DESCRIPTION (provided by applicant): T cell precursors in the bone marrow and thymus undergo age-related declines in developmental potential that contribute to thymic involution. The central hypothesis of this proposal is that the age-related increase in expression of p16Ink4a and Arf in these populations is a key event that contributes to the decline in thymopoiesis. The goal of this proposal is to test this hypothesis and generate `proof of concept' data that targeting their expression, particularly through the use of hormones and cytokines, can be used therapeutically to rejuvenate the involuted thymus. Initial experiments in Aim 1 will define when and in which stages of pre-thymic and intra-thymic development p16Ink4a and Arf are expressed during aging and determine how their expression affects the growth, differentiation, and survival of T cell progenitors. Aim 2 will define the relative contribution of p16Ink4a and Arf to thymic involution and determine whether down-regulating their expression can reverse that process. Agents such as growth hormone (GH), Insulin Like Growth Factor-I (IGF-I), and Keratinocyte Growth Factor (KGF) have been shown in pre-clinical studies and clinical trials to rejuvenate the involuted thymus. However, the molecular basis by which they do so is incompletely understood. Based on preliminary data, Aim 3 will test the hypothesis that they mediate their effects directly or indirectly via down-regulation of p16Ink4a and Arf expression in immature thymocytes. Taken together, the data obtained from these studies will provide a molecular basis for thymic involution and a mechanistic understanding of how various clinical interventions designed to reverse that process are acting. A reduced T cell production that accompanies thymic involution is thought to be one reason for the decline in cell mediated immunity in the elderly. If this process could be better understood, it could lead to the development of therapies designed to rejuvenate the thymus. This in turn has implications for improving vaccination efficacy and restoration of T cell production following chemotherapy or bone marrow transplantation.
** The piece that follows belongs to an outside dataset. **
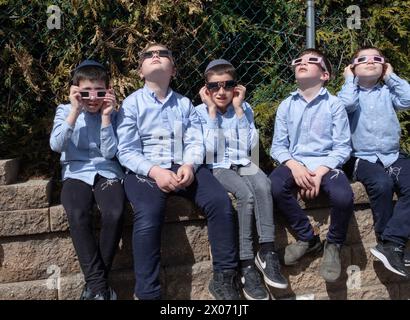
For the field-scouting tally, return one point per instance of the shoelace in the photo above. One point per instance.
(253, 276)
(272, 261)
描述（由申请人提供）：骨髓和胸腺中的 T 细胞前体经历与年龄相关的发育潜力下降，从而导致胸腺退化。该提议的中心假设是，这些人群中 p16Ink4a 和 Arf 表达与年龄相关的增加是导致胸腺生成功能下降的关键事件。该提案的目的是检验这一假设并生成针对其表达的“概念验证”数据，特别是通过使用激素和细胞因子，可以在治疗上用于使退化的胸腺恢复活力。目标 1 中的初步实验将确定 p16Ink4a 和 Arf 在衰老过程中在胸腺前和胸腺内发育的时间和哪个阶段表达，并确定它们的表达如何影响 T 细胞祖细胞的生长、分化和存活。目标 2 将定义 p16Ink4a 和 Arf 对胸腺复旧的相对贡献，并确定下调它们的表达是否可以逆转该过程。临床前研究和临床试验表明，生长激素 (GH)、胰岛素样生长因子-I (IGF-I) 和角质形成细胞生长因子 (KGF) 等药物可以使退化的胸腺恢复活力。然而，它们这样做的分子基础尚不完全清楚。根据初步数据，Aim 3 将测试以下假设：它们通过下调未成熟胸腺细胞中的 p16Ink4a 和 Arf 表达直接或间接介导其作用。总而言之，从这些研究中获得的数据将为胸腺复旧提供分子基础，并从机制上理解旨在逆转这一过程的各种临床干预措施如何发挥作用。伴随胸腺退化的 T 细胞生成减少被认为是老年人细胞介导的免疫力下降的原因之一。如果能够更好地理解这一过程，可能会导致开发出旨在使胸腺恢复活力的疗法。这反过来又对提高疫苗接种效果和恢复化疗或骨髓移植后 T 细胞的产生具有影响。